Павел Григорьевич любил, чтобы они выглядели безупречно.
Одним словом, Ирина валилась с ног. Однажды муж пожалел
ее:
— Ты, наверное, устаешь. Но я так не люблю прислугу!
И тебе чужая женщина будет мешать.
Немного помолчав, Ирина приступила к главному повествованию.
Неделю после свадьбы интима между ними вообще не было.
Как всякая женщина, она встревожилась и уже собиралась
поговорить с мужем откровенно.
Но тут он сам пошел навстречу. Однажды в воскресенье
в достаточно хорошем настроении предложил ей пройти в
спальню и надеть то, что он ей купил. «То» лежало на
кровати. А именно: синие колготы, белая кофточка наподобие
пионерской, синяя капроновая лента. Белый фартучек,
как у официантки, и белые закрытые туфли подросткового
фасона. Смеясь и кривляясь, она нацепила все это на
себя, в волосы приколола бант. Ей казалось, что это
какой-то прикол и они начнут дурачиться.
В таком клоунском виде она кокетливо вышла к Павлу Григорьевичу
и оторопела. Муж стоял в одних плавках, тяжело дышал
и смотрел как бы сквозь нее.
— Ты Ванда, — сказал он глухо. — Глупая негодная
девчонка, которая должна подчиняться. Не говори мне
ни слова. У тебя нет такого права. Сейчас ты будешь
делать то, что я тебе скажу.
Так Ирина узнала первые супружеские утехи. Нет, он не
издевался над ней, ей не было больно в физическом смысле
слова. Но во всем этом спектакле она чувствовала только
то, что она является бессловесной тварью. И что у нее
творится в душе и теле, никого не интересует.
Когда Павел Григорьевич уснул, она, потрясенная, долго
смотрела в потолок. К этому костюмированному разврату
надо было или привыкать, или бежать отсюда немедленно.
Ира не убежала. Утром за завтраком она осторожно спросила
мужа: кто такая Ванда? Он удивленно посмотрел на нее:
— Ванда? Какая Ванда? Закроем тему.
Это выражение было у него коронным. Синие колготы и
белый фартучек ей пришлось теперь надевать два раза
в неделю. В принципе, терпеть было можно. В конце концов,
ну что с ней сделается? Она старалась смириться.
Постепенно Ира стала привыкать к дому. Ей нравилось
ласковое солнце в зимнем саду, настоящим другом стала
овчарка Альма. Правда, сильно хотелось самой пройти
по магазинам, поболтать с подругой.
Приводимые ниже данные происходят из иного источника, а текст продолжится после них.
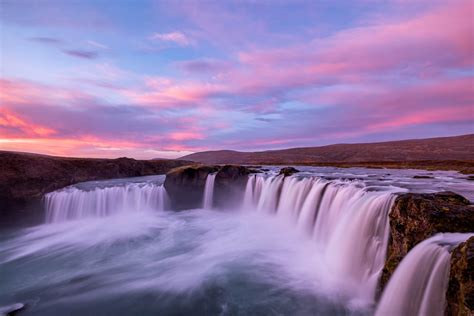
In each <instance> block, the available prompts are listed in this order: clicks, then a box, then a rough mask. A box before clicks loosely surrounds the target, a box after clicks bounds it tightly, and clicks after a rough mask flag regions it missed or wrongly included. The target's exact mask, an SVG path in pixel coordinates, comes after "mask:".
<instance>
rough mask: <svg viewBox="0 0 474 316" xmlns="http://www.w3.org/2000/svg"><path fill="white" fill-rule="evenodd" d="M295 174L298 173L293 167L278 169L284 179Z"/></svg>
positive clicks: (296, 170) (281, 168) (297, 170)
mask: <svg viewBox="0 0 474 316" xmlns="http://www.w3.org/2000/svg"><path fill="white" fill-rule="evenodd" d="M297 172H300V171H299V170H298V169H296V168H293V167H285V168H281V169H280V174H282V175H284V176H285V177H288V176H291V175H293V174H295V173H297Z"/></svg>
Но наличных денег
Ира так и не заимела. Муж был очень недоволен, когда
она просилась в город. Иногда затворница примеряла перед
зеркалом наряды, которые они покупали вместе. Это были
дорогие красивые вещи.
Однажды Ира все-таки вырвалась к подруге. Павел Григорьевич
как раз уехал в Москву. Без утайки рассказала про свою
жизнь. И про Ванду тоже. У подруги округлились глаза:
— Застрелиться и не встать! Это же так романтично…
Ну богатые дают! Счастливая ты, Ирка! У людей такая проза,
а у тебя…
В каждом слове подруги сквозила неприкрытая зависть.
Ира поспешила уехать домой.
Месяца через три она разыскала телефон сексопатолога
и записалась к нему на прием. Все делала воровски, с
бешено колотящимся сердцем.
Солидный мужчина выслушал ее сбивчивый рассказ про синие
колготки и фартучек. Задал несколько сугубо интимных
вопросов. Она, краснея, ответила. Сексопатолог потер
руки:
— Ну и что вас, милочка, так настораживает? Легенда?
Отнеситесь к ней с юмором. Возможно, еще в подростковом
возрасте на вашего мужа произвела неизгладимое впечатление
какая-то Ванда. Вне сомнения, у него есть проблемы,
но они устраняются. Вот если бы он пришел сам.
Ира замотала головой.
— Тогда будьте к нему снисходительны. Ванда так Ванда.
По части потенции бизнесмены народ хрупкий. Вам бы
ребеночка…
Вечером Ира решила выяснить, как он на это смотрит. Спросила
очень осторожно. Что она услышала! «Никогда, никогда!
— кричал Павел Григорьевич. — Только идиоты могут
заводить сейчас детей. Человечество деградирует, экология
ухудшается, мир становится подлым. И закроем эту тему!»
— Зачем же ты взял меня? Только в прислуги? Я не хочу
быть Вандой!
Павел Григорьевич выгнал Ирину на улицу прямо ночью,
кинув ей сотню на такси. Вся в слезах она уехала к подруге.
Потом сняла эту комнату на окраине города.
— Я бы на вашем месте не вернулась к этому человеку,
— сказала я молодой женщине.
Ира молчала.
Оказывается, вчера Павел Григорьевич разыскал жену с
помощью своей службы безопасности. Просил у нее прощения
и подарил норковую шубу.
— Надеюсь, вы ее не взяли?
— Да вот она висит.
Ира сняла шубу с вешалки, накинула ее на себя. Глаза
ее загорелись от восторга и тут же погасли.
Павел Григорьевич дал Ире на раздумье два дня.